POMS SI 01120.010 provides that an individual must have some form of ownership interest in property in order for the property to be considered a resource. [For presumably liquid resources (SI 01110.305), assume that the person whose name is shown as owner owns the entire resource. If more than one owner is shown, assume that each has an equal ownership interest. POMS SI 01140.030; the exception is checking and savings accounts]. The fact that an individual has access to property, or has a legal right to use it, does not make it a resource if there is no ownership interest (SI 01110.100) [But see POMS SI 01110.520]. Further, an individual must have a legal right to access property. Despite having an ownership interest, property cannot be a resource if the owner lacks the legal ability to access funds for spending or to convert noncash property into cash (SI 01110.100). The fact that an owner does not have physical possession of property does not mean it is not his/her resource, provided the owner still has the legal ability to spend it or convert it to cash. However, see SI 01140.240 if a U.S. Savings Bond is involved. Even with ownership interest and legal ability to access property, a legal restriction against the property’s use for the owner’s own support and maintenance means the property is not his/her resource (SI 01110.100).
20 C.F.R. § 416.1201(a)(1) provides: “If a property right cannot be liquidated, the property will not be considered a resource of the individual (or spouse).” In that regard, POMS SI 01120.010 provides when there is a legal bar to sale of property (e.g., if a co-owner legally blocks sale of jointly-owned property), we do not require an individual to undertake litigation in order to accomplish sale or access. The property is not a resource under such circumstances in a month if a legal bar exists as of the first moment of that month. Further, although conservatorship accounts are presumed to be available, that presumption may be rebutted with evidence showing otherwise. Examples of what constitutes evidence of unavailability are in POMS SI 01140.215B.2.
Social Security’s Program Operations Manual System (POMS) describes property ownership at SI 01110.500 as follows:
A. Introduction
Ownership interests in property, whether real or personal, can occur in various types and forms. Since the type and form of ownership may affect the value of property and even its status as a resource, they are significant in determining resources eligibility.

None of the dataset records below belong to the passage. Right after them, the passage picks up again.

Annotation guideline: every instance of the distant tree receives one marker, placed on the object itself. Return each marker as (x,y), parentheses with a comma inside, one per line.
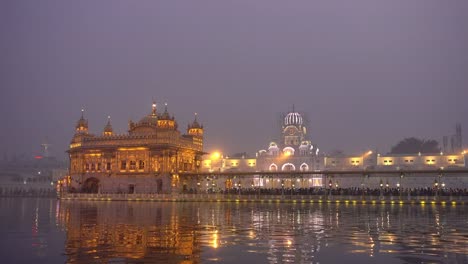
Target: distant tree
(415,145)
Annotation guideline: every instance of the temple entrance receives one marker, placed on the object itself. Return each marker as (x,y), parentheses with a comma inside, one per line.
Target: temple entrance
(91,185)
(159,186)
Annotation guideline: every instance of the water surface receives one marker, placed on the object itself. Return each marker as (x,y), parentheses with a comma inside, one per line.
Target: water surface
(51,231)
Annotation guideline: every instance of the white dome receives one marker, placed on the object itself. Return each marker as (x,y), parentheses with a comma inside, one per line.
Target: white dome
(293,118)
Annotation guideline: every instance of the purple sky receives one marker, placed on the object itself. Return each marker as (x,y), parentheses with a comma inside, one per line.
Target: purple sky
(365,73)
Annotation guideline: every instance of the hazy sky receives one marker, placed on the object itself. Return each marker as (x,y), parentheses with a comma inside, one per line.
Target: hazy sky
(365,73)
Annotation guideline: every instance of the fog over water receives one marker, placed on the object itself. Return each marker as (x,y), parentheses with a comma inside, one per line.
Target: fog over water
(364,73)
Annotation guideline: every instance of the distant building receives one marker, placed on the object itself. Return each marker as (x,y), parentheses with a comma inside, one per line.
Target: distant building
(146,160)
(296,152)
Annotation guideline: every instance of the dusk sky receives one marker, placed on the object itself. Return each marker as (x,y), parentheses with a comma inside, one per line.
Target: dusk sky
(366,74)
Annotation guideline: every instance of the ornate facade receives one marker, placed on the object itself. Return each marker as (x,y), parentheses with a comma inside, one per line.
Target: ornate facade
(148,159)
(294,151)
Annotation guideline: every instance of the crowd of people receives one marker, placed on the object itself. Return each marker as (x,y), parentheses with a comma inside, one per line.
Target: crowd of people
(27,192)
(344,191)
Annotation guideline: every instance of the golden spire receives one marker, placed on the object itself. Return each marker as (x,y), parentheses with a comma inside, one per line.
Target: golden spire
(153,110)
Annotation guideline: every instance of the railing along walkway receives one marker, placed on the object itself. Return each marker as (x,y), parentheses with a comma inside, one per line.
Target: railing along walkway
(216,197)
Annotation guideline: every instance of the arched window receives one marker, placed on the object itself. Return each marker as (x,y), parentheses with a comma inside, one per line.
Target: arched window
(288,151)
(273,167)
(288,167)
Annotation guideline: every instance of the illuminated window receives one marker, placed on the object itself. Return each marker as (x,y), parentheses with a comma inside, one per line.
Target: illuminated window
(132,164)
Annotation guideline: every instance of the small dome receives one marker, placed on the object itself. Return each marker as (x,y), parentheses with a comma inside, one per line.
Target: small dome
(293,118)
(195,123)
(165,115)
(82,124)
(108,128)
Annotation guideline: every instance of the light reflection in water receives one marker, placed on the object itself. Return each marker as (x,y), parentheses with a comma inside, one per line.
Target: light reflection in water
(262,233)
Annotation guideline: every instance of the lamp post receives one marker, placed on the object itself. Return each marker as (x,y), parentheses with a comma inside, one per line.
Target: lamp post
(282,187)
(381,187)
(400,184)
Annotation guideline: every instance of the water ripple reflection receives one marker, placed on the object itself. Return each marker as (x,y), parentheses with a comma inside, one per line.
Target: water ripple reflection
(145,232)
(263,233)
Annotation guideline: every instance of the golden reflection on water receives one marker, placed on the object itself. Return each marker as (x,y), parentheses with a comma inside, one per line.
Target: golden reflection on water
(141,232)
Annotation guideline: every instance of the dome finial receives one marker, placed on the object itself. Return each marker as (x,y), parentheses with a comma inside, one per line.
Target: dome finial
(153,108)
(108,131)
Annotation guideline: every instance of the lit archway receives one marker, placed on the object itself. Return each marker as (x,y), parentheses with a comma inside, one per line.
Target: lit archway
(288,151)
(288,167)
(273,167)
(91,185)
(304,167)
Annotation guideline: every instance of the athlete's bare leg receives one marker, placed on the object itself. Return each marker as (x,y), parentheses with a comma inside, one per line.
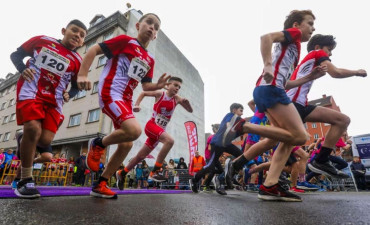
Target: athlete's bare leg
(130,130)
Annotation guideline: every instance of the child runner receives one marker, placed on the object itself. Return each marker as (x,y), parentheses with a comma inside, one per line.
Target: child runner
(40,89)
(155,129)
(320,48)
(128,63)
(217,149)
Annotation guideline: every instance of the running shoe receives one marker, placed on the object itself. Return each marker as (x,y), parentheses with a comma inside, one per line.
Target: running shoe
(26,189)
(120,177)
(93,155)
(297,190)
(14,183)
(277,193)
(155,176)
(220,188)
(101,190)
(307,186)
(327,169)
(193,185)
(234,129)
(252,188)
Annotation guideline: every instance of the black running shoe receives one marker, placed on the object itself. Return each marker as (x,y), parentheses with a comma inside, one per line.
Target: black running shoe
(327,169)
(277,193)
(221,190)
(26,189)
(193,185)
(120,177)
(157,177)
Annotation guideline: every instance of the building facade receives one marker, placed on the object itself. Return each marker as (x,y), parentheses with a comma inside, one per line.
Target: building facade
(83,117)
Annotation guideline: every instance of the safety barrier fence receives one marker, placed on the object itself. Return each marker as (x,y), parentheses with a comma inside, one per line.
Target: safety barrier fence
(9,171)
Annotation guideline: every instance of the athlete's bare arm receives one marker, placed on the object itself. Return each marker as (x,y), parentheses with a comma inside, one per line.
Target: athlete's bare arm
(161,83)
(266,45)
(82,82)
(252,105)
(342,73)
(184,103)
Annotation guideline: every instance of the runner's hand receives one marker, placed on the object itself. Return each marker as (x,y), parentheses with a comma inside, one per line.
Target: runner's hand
(163,81)
(83,83)
(28,74)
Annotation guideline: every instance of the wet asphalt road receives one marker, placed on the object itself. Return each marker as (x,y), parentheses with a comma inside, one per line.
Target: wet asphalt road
(237,207)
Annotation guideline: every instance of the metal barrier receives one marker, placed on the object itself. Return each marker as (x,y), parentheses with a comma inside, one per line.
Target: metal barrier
(10,169)
(53,174)
(343,184)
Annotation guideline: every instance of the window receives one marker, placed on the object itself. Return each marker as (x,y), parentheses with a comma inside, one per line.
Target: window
(80,94)
(88,45)
(108,35)
(93,115)
(6,136)
(102,61)
(3,106)
(95,87)
(11,102)
(6,119)
(74,120)
(12,117)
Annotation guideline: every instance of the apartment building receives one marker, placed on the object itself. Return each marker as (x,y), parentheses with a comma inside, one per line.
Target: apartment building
(83,117)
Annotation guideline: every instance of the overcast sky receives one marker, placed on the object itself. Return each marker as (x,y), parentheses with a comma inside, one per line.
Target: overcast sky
(221,39)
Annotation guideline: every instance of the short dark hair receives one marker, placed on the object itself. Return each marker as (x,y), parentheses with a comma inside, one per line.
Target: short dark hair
(77,23)
(175,79)
(148,14)
(235,106)
(321,40)
(296,16)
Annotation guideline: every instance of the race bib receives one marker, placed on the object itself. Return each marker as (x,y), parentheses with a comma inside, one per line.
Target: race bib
(138,69)
(52,62)
(161,120)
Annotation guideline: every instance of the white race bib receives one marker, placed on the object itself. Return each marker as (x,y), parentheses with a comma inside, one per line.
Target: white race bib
(138,69)
(161,120)
(52,61)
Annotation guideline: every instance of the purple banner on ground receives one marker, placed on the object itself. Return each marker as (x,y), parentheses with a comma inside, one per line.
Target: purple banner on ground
(363,150)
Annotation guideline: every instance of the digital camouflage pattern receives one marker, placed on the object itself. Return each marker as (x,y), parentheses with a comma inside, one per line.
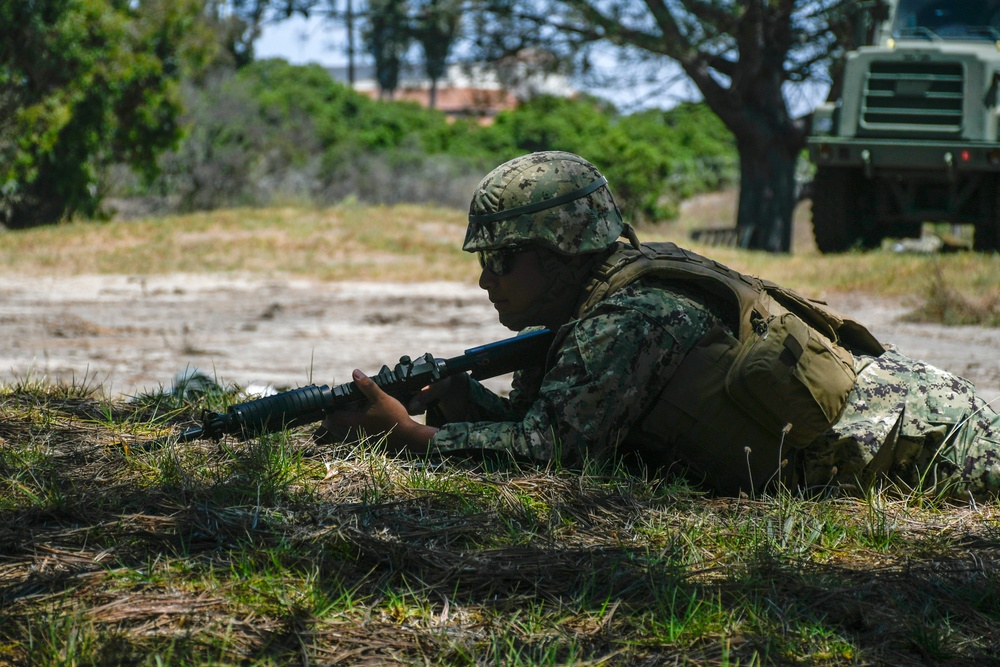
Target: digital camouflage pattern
(915,424)
(589,400)
(585,224)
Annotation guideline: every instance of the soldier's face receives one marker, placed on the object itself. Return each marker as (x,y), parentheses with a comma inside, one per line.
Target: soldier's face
(514,292)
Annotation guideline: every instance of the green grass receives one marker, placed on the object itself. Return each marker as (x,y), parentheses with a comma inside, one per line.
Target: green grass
(282,551)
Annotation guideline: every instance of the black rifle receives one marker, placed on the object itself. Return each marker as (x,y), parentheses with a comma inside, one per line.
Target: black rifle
(309,404)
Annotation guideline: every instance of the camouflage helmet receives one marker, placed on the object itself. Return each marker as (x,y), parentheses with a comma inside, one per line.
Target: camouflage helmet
(554,199)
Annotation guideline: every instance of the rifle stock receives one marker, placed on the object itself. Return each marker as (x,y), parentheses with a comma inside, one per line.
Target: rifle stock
(311,403)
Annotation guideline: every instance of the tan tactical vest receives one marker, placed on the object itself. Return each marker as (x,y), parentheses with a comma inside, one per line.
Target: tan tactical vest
(738,405)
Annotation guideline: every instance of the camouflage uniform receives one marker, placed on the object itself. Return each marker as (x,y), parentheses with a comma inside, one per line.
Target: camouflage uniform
(904,419)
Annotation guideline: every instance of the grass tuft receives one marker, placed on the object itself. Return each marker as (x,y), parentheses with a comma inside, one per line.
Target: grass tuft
(283,551)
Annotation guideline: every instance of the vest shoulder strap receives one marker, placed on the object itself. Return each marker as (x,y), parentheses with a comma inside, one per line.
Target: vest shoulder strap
(746,298)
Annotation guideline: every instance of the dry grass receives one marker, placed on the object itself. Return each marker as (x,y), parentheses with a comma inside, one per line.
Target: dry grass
(414,243)
(281,551)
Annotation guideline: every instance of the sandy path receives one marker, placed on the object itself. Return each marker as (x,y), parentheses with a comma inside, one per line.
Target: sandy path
(132,334)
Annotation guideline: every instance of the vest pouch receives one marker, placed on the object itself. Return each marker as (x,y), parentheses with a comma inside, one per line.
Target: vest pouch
(786,372)
(695,423)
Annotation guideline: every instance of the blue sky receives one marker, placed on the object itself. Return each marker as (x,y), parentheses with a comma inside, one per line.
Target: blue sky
(302,41)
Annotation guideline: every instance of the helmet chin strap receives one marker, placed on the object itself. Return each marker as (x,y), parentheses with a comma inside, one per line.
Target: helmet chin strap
(629,232)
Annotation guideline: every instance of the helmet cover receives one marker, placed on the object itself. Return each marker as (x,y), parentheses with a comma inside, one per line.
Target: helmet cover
(553,198)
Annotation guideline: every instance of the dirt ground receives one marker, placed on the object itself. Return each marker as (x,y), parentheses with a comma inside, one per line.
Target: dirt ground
(136,334)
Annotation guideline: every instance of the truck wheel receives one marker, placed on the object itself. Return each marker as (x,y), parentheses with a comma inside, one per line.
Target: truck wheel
(837,209)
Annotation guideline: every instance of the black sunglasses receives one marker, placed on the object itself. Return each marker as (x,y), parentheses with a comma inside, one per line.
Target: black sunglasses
(499,261)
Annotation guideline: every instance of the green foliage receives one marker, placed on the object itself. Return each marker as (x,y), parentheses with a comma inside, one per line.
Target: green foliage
(273,129)
(85,83)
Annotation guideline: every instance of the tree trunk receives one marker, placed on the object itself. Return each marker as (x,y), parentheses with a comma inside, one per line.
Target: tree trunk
(767,195)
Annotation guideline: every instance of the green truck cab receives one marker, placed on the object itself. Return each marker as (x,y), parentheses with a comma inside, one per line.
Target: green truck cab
(912,137)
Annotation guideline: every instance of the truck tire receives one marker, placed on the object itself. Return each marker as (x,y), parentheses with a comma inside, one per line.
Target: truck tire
(837,210)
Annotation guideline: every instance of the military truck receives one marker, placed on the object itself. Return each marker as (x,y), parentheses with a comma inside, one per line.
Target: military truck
(912,136)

B. Description — Types Of Ownership
1. SOLE VS. SHARED OWNERSHIP
An individual may have sole ownership of a property or may share its ownership with others. See SI 01110.510.
2. FEE SIMPLE OWNERSHIP
Fee simple ownership, which relates only to real property, is completely free of conditions imposed by others. See SI 01110.515 A.1. [See O.C.G.A. § 44-6-20]
3. LESS THAN FEE SIMPLE OWNERSHIP
a. A life estate interest conveys ownership of limited duration. See SI 01110.515 A.2. and B.
b. Equitable ownership can occur when an individual does not have legal title to property. See SI 01110.515 A.2.b. and C. [The table at POMS SI 01140.120 is used to value a life estate]
4. PROPERTY RIGHTS WITHOUT OWNERSHIP
a. A leasehold conveys a time-limited control of property but not ownership of it. See SI 01110.520 B.1.
b. An incorporeal interest in property is a right to use the property but without any right to possess it or sell it. See SI 01110.520 B.2.
C. Operating Policy — Variance In State Laws With Respect To Ownership
The explanations of ownership in the following sections represent general legal principles. However, specific points may vary with State law and issues may have to be reviewed by the Regional Office and/or Regional Counsel.
POMS SI 01140.110 describes other property rights such as mineral rights, timber rights, life estates, etc. Caseworkers are instructed to treat the items in A. above as real property and develop ownership and value per SI 01140.100. The Denver office includes a detailed description of life estates as “an ownership interest in real property. The right of ownership exists for the lifetime of an individual or individuals. Upon the death of the individual(s) the ownership passes to the “remainderman.” The owner(s) of a life estate is called a “life tenant” or “tenant for life.” An individual who merely has the right to use property, e.g., an adult child promises a parent the right to live in a home for the rest of the parent’s life, does not have an ownership interest. One distinguishing factor is that a life estate may be sold or otherwise transferred. Permissive use, however, would not be a legally transferable right, i.e., the parent may not sell the parent’s permissive right to live in the home to a third party.” See SI DEN01140.110; see also SI ATL01110.516. If the life estate holder retains the power to sell the property, its value as a resource is its full equity value. See POMS SI 01140.110.B.4.
With respect to real property, if the individual is making reasonable, but unsuccessful attempts to sell, then the property may be excluded under POMS SI 01130.140. Unsuccessful attempts to sell suggest the value is overstated. POMS SI 01140.044.